Triggles · 08/06/2012 09:15

"letting them live rent-free" .. in a property they initially were going to tear down as they felt it wasn't worth selling or living in

the parents expected OP and her DP to do some renovations on the property as well as paying council tax and insurance. Don't even try to suggest that the parents aren't getting something out of this!! Probably more than the OP and her DP. It's very telling that now the parents are considering either selling the property or moving into it themselves after OP and her DP move out.

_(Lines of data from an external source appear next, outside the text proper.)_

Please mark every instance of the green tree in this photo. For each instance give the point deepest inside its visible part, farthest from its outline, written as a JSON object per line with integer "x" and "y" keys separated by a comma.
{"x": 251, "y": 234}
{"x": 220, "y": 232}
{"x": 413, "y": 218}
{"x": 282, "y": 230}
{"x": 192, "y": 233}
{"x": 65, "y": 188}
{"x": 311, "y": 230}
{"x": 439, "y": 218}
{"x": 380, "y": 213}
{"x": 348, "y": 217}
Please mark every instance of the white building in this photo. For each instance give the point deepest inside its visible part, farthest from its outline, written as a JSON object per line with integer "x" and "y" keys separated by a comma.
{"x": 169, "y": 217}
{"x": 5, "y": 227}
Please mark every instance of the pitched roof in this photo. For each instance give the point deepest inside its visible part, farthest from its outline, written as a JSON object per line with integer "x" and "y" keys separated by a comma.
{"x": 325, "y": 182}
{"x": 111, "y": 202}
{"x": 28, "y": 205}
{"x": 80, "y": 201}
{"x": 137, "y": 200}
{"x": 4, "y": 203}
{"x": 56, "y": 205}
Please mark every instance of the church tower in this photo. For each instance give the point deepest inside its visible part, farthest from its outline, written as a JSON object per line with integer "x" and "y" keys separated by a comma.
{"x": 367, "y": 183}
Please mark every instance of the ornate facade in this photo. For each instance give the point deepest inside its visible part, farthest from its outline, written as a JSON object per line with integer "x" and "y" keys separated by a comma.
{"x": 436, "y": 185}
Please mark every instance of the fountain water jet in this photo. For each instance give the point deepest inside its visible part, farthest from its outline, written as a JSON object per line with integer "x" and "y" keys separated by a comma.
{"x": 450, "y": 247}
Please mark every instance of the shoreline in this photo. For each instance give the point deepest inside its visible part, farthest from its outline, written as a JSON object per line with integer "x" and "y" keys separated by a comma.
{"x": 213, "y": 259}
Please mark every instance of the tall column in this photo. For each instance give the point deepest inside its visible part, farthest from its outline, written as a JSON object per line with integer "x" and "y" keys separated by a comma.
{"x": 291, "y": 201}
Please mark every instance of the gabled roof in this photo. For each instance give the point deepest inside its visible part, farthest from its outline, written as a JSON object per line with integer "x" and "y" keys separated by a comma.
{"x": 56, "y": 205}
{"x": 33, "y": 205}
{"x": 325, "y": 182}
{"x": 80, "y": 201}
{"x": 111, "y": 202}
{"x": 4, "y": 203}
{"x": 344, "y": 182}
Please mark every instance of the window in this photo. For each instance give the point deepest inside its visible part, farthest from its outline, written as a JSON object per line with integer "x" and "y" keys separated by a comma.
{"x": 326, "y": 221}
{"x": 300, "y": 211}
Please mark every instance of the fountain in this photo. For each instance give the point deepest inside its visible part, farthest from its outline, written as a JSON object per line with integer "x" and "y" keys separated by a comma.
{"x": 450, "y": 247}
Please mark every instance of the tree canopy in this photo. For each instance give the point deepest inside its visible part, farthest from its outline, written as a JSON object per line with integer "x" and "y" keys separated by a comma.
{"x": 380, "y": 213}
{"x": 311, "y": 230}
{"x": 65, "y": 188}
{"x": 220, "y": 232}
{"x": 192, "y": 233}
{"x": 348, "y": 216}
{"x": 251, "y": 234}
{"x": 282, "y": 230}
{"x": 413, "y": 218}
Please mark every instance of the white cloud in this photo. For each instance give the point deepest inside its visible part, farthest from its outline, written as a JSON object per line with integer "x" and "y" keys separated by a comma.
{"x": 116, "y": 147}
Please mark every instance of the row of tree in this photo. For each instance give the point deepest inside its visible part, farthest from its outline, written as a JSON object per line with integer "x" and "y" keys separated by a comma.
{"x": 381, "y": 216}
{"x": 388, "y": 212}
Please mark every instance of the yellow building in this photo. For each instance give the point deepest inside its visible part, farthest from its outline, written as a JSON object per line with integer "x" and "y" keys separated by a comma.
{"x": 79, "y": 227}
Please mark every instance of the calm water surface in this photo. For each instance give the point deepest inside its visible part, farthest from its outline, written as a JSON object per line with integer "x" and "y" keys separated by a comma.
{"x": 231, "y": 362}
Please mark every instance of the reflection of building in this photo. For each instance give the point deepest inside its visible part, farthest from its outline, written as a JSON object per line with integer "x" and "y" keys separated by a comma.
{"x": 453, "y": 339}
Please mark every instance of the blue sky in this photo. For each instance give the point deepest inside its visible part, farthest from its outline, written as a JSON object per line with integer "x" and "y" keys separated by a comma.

And the OP already stated they used some of their money to pay off previous debts. Again, financially responsible there - no point saving money while paying on debts with higher interest. Makes more sense to pay off debt first.

Parents moved the goalposts, plain and simple, in an attempt to assert further control over the OP and her DP. And the idea that her DP and the parents have access to their joint savings but the OP doesn't is very telling as well.

Puremince · 08/06/2012 09:34

OP, way back on 1 June you said that you had £400 outstanding on a credit card. If you handed over £100 per week to your ILs to save, presumably you wouldn't have any means of clearing this credit card, on which you must be paying a lot more interest than any savings scheme the ILs could find? Plus you are still clearing your DPs student overdraft - how will it ever be cleared if your ILs are saving the money that could go to clearing it? Or are the ILs going to use the £100 per week to clear your debts first?

If the ILs do save this money for you instead of clearing debt, how quickly will the uncleared debts cause problems for you, re bad credit ratings and demanding letters through the door?

If you're hoping to get a mortgage eventually, you really don't want a bad credit rating now.

MeCookGoodSock · 08/06/2012 09:52

I think the parents moved the goal post because the OP is Little Miss Entitled. God knows if my son brought a woman home like the OP (she has another thread going on here) I would encourage him to cut himself lose from her. That's the truth.

Triggles · 08/06/2012 10:01

MeCookGoodSock I'm not finding any other threads from the OP. Care to link please?

diddl · 08/06/2012 10:05

They haven´t lived rent free.

Not sure what favour the ILs have done tbh.